Davadan feragat HMK’nın 307. ve 309. maddeleri hükümleri gereğince uyuşmazlığı ve dolayısıyla davayı sona erdiren, davalı tarafın kabulünü gerektirmeyen ve kesin mahkeme hükmünün hukuksal sonuçlarını doğuran bir taraf işlemidir. HMK’nın 309. maddesi hükmüne uygun olarak davacının davadan feragatinin mahkemece saptanması halinde feragat sebebiyle davanın reddine karar verilmesi gerekir. Bu yasal nedenlerle davanın feragat sebebiyle reddine karar verilerek, aşağıdaki şekilde hüküm kurulmuştur.

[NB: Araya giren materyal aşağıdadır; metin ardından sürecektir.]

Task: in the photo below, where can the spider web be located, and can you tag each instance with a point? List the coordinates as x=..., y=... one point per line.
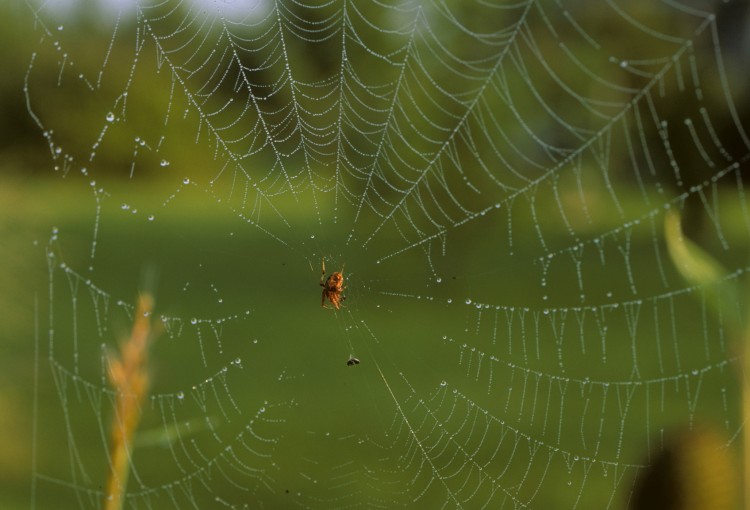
x=492, y=179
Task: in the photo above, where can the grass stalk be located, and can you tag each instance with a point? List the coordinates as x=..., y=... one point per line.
x=129, y=375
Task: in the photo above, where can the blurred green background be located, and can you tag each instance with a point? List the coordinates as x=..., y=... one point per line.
x=467, y=339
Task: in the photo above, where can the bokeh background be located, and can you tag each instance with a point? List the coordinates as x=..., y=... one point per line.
x=114, y=179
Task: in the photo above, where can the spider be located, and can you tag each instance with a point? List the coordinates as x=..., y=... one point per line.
x=333, y=287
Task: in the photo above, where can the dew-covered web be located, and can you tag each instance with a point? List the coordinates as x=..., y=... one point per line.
x=492, y=178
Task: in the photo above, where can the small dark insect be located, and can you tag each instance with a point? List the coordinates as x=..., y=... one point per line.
x=333, y=287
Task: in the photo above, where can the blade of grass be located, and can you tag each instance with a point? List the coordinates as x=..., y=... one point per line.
x=129, y=376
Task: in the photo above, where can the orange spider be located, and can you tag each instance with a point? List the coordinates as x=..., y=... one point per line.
x=333, y=287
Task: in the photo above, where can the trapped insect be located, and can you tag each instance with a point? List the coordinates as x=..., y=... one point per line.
x=333, y=287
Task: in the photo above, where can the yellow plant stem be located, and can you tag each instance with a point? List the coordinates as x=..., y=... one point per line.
x=128, y=374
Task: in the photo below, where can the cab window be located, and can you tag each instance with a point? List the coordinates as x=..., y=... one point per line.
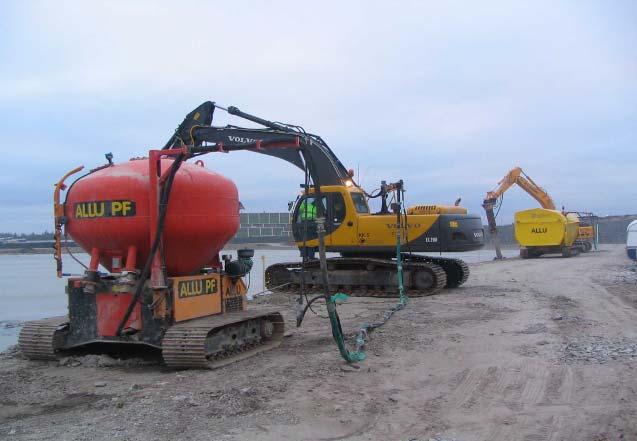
x=360, y=203
x=338, y=208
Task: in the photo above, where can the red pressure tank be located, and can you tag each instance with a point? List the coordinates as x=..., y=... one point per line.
x=108, y=215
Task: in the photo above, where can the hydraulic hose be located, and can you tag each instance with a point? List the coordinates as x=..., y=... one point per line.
x=163, y=208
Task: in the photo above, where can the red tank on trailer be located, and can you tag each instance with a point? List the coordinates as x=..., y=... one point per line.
x=108, y=216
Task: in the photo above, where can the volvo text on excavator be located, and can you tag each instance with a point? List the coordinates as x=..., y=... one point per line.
x=365, y=240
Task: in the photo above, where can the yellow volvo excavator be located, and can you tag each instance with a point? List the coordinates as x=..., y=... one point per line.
x=544, y=230
x=333, y=201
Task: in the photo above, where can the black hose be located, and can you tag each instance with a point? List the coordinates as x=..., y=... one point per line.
x=163, y=208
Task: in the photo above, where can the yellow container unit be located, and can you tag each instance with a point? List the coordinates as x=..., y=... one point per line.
x=541, y=231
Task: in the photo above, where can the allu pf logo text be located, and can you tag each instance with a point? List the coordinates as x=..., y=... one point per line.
x=98, y=209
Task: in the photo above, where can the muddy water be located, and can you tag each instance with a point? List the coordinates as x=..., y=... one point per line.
x=29, y=288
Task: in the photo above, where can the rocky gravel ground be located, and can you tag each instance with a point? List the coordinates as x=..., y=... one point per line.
x=527, y=350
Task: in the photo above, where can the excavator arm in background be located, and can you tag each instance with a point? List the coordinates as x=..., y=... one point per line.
x=515, y=176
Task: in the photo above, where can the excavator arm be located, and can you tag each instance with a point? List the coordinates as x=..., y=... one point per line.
x=515, y=176
x=290, y=143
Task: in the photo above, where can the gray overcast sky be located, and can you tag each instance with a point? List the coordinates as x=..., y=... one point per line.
x=446, y=95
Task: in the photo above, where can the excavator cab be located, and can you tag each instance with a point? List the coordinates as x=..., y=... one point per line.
x=335, y=205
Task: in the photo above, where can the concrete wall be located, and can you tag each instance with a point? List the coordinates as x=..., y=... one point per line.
x=264, y=227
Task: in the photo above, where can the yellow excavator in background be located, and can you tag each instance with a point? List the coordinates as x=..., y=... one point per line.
x=544, y=230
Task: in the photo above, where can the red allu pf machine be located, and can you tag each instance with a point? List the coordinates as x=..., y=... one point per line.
x=157, y=225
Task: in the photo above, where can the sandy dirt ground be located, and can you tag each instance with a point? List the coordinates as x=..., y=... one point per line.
x=543, y=349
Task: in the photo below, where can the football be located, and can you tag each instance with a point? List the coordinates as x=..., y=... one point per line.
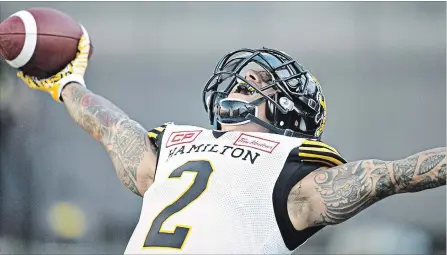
x=39, y=41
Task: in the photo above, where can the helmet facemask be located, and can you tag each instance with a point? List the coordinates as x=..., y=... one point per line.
x=293, y=96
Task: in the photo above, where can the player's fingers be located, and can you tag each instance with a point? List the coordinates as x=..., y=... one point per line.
x=84, y=43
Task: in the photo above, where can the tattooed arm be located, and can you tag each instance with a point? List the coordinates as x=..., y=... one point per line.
x=331, y=196
x=126, y=141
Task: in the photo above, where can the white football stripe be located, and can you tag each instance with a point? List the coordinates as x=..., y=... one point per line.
x=30, y=39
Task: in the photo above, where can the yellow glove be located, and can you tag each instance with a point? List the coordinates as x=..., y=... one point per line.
x=73, y=72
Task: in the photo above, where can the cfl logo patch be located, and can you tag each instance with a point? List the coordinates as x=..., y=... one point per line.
x=182, y=137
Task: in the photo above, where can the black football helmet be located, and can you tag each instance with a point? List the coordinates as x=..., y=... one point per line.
x=296, y=107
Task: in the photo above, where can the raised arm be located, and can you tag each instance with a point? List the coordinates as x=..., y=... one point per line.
x=331, y=196
x=125, y=140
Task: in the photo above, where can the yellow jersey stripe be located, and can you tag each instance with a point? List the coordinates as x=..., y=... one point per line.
x=320, y=144
x=318, y=149
x=318, y=156
x=152, y=135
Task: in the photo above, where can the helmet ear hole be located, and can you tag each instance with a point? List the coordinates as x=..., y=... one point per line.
x=270, y=111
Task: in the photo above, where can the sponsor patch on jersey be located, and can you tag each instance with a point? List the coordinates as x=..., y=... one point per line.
x=255, y=142
x=182, y=137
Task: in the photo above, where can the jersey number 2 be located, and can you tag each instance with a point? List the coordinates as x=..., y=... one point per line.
x=158, y=238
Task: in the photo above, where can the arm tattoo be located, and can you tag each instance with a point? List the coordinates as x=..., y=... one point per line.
x=125, y=140
x=348, y=189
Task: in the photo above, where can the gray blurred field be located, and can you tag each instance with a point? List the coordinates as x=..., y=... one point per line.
x=382, y=66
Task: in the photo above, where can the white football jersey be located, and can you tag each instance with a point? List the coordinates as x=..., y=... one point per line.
x=214, y=192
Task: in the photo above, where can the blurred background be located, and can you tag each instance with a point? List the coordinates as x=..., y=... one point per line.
x=382, y=66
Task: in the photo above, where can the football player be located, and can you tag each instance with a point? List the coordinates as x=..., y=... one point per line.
x=260, y=181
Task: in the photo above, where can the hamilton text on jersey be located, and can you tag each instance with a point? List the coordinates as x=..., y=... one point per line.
x=235, y=152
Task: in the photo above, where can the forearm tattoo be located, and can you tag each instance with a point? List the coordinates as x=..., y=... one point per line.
x=125, y=140
x=348, y=189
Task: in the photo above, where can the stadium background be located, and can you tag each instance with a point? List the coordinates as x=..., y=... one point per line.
x=382, y=66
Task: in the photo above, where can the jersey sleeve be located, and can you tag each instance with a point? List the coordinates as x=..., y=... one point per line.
x=156, y=135
x=319, y=152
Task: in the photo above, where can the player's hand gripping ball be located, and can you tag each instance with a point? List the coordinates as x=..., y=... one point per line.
x=73, y=72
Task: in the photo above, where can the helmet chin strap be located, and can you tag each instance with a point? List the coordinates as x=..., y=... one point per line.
x=276, y=130
x=252, y=118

HÜKÜM:Yukarıda ayrıntısı açıklanan nedenlerle;
1-Taraflarca kabul edilen sulh protokolü doğrultusunda feragat nedeniyle davanın reddine,
2-Taraf yargılama gideri ve vekalet ücreti talep etmemekle, bu hususta karar verilmesine yer olmadığına,
3-Davalı …hakkında mahkememizin … Esas, … Karar sayılı kararında verilen hüküm kesinleşmiş olmakla, bu hususta yeniden hüküm kurulmasına yer olmadığına,
4-Alınması gereken maktu 44,40-TL harcın, peşin alınan 3.918,50-TL harçtan mahsubu ile bakiye 3.874,10-TL harcın karar kesinleştiğinde ve istem halinde davacıya iadesine,
5-Davacı tarafından yapılan harç ve giderlerin kendi üzerinde bırakılmasına,
6-Taraflarca yatırılan gider avansının kullanılmayan kısmının 6100 sayılı Yasanın 333. maddesi ile Yönetmeliğin 207. maddesi gereğince hükmün kesinleşmesinden sonra hesap numarası bildirilmiş ise elektronik ortamda hesaba aktarmak suretiyle; hesap numarası bildirilmemiş ise masrafı kalan paradan karşılanmak suretiyle PTT merkez ve işyerleri vasıtasıyla adreste ödemeli olarak yazı işleri müdürü tarafından iadesine,
Dair, gerekçeli kararın tebliğinden itibaren iki haftalık yasal süresi içerisinde Bölge Adliye Mahkemesi nezdinde istinaf kanun yolu kabil olmak üzere verilen karar alenen okunup usulen anlatıldı.

Başkan

Üye

Üye

Katip

Bu belge elektronik imza ile imzalanmış olup ayrıca ıslak imza uygulanmayacaktır.“5070 sayılı Yasanın 5. ve 22. maddeleri gereğince elektronik imza ile oluşturulan belgeler elle atılan ıslak imza ile aynı hukuki sonucu doğurur.”